[Sidenote: Which ... that ... that.]
15. That evil influence which carried me first away from my father’s house, that hurried me into the wild and undigested notion of making my fortune, and that impressed these conceits so forcibly upon me.—DEFOE.
ADJECTIVE PRONOUNS.
[Sidenote: Each other, one another.]
421. The student is sometimes troubled whether to use each other or one another in expressing reciprocal relation or action.

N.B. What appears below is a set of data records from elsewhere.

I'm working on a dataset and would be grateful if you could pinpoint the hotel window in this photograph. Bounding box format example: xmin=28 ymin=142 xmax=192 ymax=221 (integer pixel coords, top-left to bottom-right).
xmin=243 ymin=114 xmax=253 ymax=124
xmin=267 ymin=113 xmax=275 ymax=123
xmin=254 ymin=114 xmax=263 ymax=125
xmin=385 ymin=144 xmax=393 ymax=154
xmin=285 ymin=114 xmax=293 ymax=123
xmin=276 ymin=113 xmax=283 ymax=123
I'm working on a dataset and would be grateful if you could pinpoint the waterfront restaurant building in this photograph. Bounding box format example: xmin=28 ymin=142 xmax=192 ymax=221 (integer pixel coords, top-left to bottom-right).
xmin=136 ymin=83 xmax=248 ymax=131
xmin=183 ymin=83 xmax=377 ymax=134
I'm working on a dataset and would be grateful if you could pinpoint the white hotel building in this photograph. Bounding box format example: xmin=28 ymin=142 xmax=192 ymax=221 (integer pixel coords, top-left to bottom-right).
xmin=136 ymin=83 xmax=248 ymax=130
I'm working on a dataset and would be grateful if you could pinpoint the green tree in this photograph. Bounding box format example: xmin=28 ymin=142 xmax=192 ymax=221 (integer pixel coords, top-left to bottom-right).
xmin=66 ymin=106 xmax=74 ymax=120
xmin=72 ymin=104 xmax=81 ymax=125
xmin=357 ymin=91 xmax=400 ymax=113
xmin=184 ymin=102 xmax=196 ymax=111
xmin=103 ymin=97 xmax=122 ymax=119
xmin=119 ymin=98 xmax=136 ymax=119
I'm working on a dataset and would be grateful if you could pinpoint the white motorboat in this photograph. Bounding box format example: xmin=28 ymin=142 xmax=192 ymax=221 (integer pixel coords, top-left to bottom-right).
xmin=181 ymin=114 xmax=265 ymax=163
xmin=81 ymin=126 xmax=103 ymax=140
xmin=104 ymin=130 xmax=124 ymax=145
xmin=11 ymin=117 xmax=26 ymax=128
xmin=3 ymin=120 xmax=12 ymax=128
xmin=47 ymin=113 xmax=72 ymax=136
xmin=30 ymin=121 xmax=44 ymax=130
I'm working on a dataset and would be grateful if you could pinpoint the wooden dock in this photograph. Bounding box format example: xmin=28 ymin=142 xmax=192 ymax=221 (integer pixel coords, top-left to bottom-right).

Whether either one refers to a certain number of persons or objects, whether or not the two are equivalent, may be gathered from a study of the following sentences:—
They [Ernest and the
poet] led one another, as it were, into
the high pavilion of
their thoughts.—HAWTHORNE.
Men take each other’s
measure when they meet for the first
time.—EMERSON.
You ruffian! do you
fancy I forget that we were fond of each
other?—THACKERAY.
England was then divided
between kings and Druids, always at war
with one another,
carrying off each other’s cattle and
wives.—BREWER
The topics follow each other in the happiest order.—MACAULAY.
The Peers at a conference begin to pommel each other.—Id.
We call ourselves a
rich nation, and we are filthy and foolish
enough to thumb each
other’s books out of circulating
libraries.—RUSKIN.
The real hardships of
life are now coming fast upon us; let us
not increase them by
dissension among each other.—GOLDSMITH.
In a moment we were
all shaking hands with one
another.—DICKENS.
The unjust purchaser
forces the two to bid against each
other.—RUSKIN.
[Sidenote: Distributives either and neither.]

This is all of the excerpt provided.